Driving Strikers Officially Goes on Sale

Driving Strikers is now on sale physically and digitally for the Dreamcast after going up on publisher Wave Game Studios’ website last Friday. The landmark indie-developed vehicular soccer game is the first online-capable fan-made effort for the Dreamcast. It can be purchased here.

Physical copies cost £19.99 and come with a digital download, while a digital download alone costs £14.99.

Physical purchases can choose among European, North American and Japanese style covers.

The digital version can be downloaded now and either burned to a CD or added to an SD card for play via an optical drive emulator, but physical copies won’t begin to ship until July 24.

That’s also when Driving Strikers is set to release on Steam. It originally was meant to hit that PC digital retailer the same time as the Dreamcast version, but it was pushed back by a couple of weeks.

The game’s programmer, Luke Benstead, aka Kazade, said on Twitter that the PC version will include a few changes from its Dreamcast one, including language auto-detection, a choice of resolution between windowed and fullscreen, networking fixes, a quick chat function and higher resolution textures in some places. Gameplay will be identical between the two, he added.

And that’s important because there will be crossplay between the Dreamcast and PC versions of Driving Strikers, a feat only seen in a couple of the Sega console’s retail releases — namely, Quake III: Arena and 4×4 Evolution.

A Linux version is planned for the near future, and that’s expected to have crossplay with Windows and the Dreamcast, too.

Driving Strikers is a two-on-two top-down soccer (football?) game in which players control cars instead of people.
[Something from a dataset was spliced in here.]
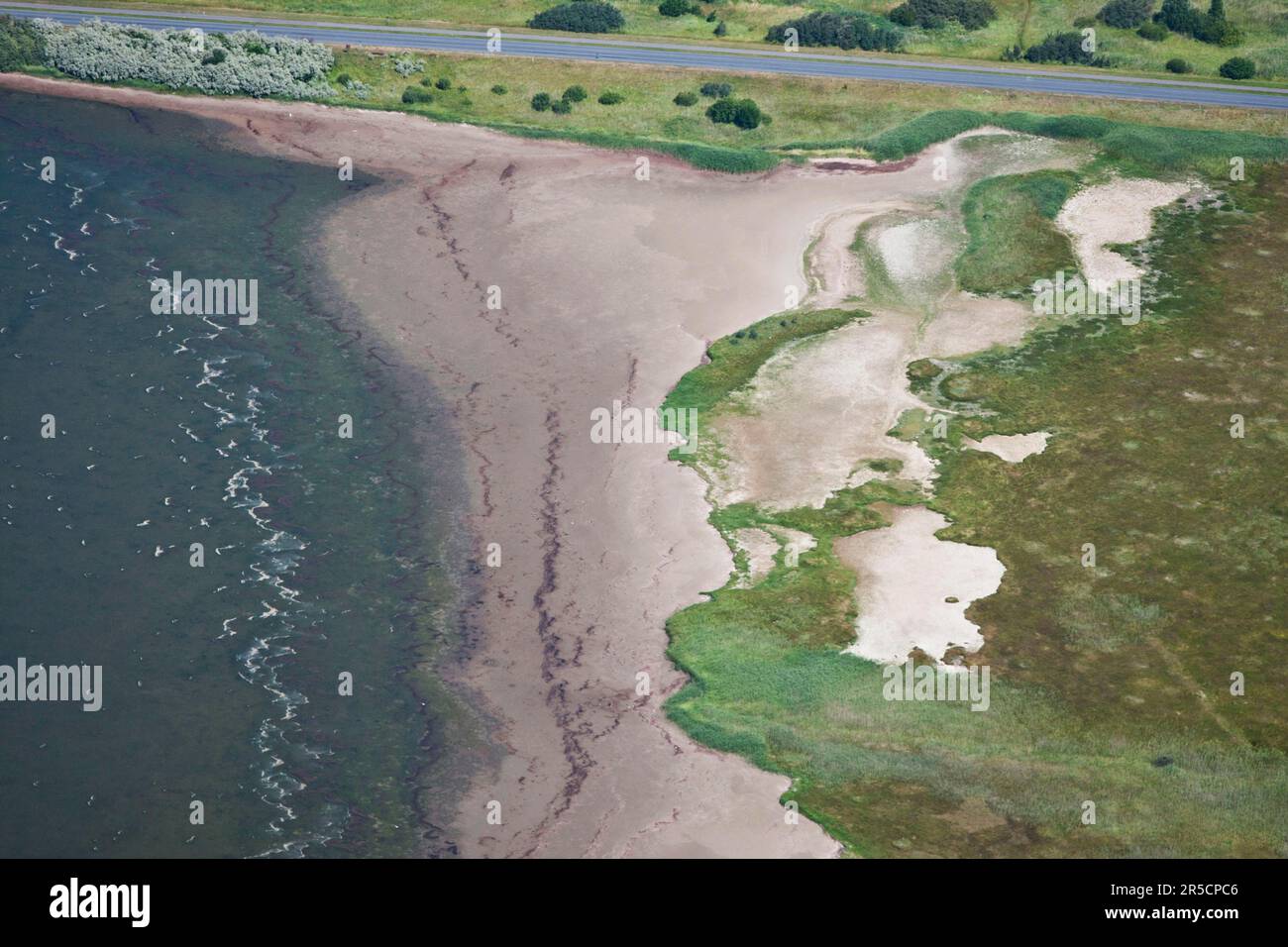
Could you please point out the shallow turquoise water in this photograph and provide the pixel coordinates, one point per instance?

The comparisons to Rocket League are hard to avoid, but Driving Strikers has its own vibe that feels right at home on the Dreamcast with “Blue Sky Beach” written across arena walls overlooked by sunkissed palm trees.

The ball bounces around with believable physics, as do the cars when they bump into each other and the walls. The arena is small, giving matches a fast pace with a lot of action followed by a camera that dynamically zooms in and out of the 3D playfield.

Wave Game Studios’ product page says that Driving Strikers is region-free and fully supports PAL’s 50 Hz video standard as well as NTSC’s 60 Hz. Not only that, it’s capable of displaying a 480p resolution and in anamorphic widescreen for TVs that support those features.

The site lists other features of the game, including:

  • Single-player Quick Match and League
  • Online multiplayer (2-4 players)
  • Local multiplayer (1-4 players)
  • Optional AI-controlled cars
  • Six unique stadiums
  • Eight car designs
  • Autosave to VMU (required – 2 blocks)
  • Jump Pack support
  • Online League Table

Driving Strikers has been in development since November 2021 by a group calling themselves Reality Jump. They include Benstead, the programmer; David Reichelt, who created the stadium and menu art; and George Ryan, who produced the music.

No homebrew Dreamcast game has ever featured online play before. The feat was made possible by creating matchmaking services that hook into networking code in KallistiOS, an open-source homebrew Dreamcast software development kit, as Benstead told Shiro when a demo of the game released in October last year.

Benstead discussed on Twitter what’s coming up next now that Driving Strikers’ Dreamcast version is released:

“First up, the Steam Windows and Linux release is close to being finished with a release date of 24/7. After that I’ll be polishing up the Reality Jump web service, adding leaderboards, password reset etc. Next I’ll be looking into an Android port of the game.

And on the side, there’s the potential for a PSP port of Strikers … we’ll see :)”

— Luke Benstead
About the author

Danthrax

Danthrax is a contributor to the Shiro Media Group, writing stories for the website when Saturn news breaks. While he was a Sega Genesis kid in the '90s, he didn't get a Saturn until 2018. It didn't take him long to fall in love with the console's library as well as the fan translation and homebrew scene. He contributed heavily to the Bulk Slash and Stellar Assault SS fan localizations, and has helped as an editor on several other Saturn and Dreamcast fan projects such as Cotton 2, Rainbow Cotton and Sakura Wars Columns 2.

Readers Comments (1)

  1. WillyDilly 2023-07-27 @ 17:02

    This is such a stupendous project. Crossplay between a dreamcast and steam game! I am grinning ear to ear hahaha. That is just too cool.

    In the age of live-services… could there even be updates? New maps? This is hilarious and I am here for it.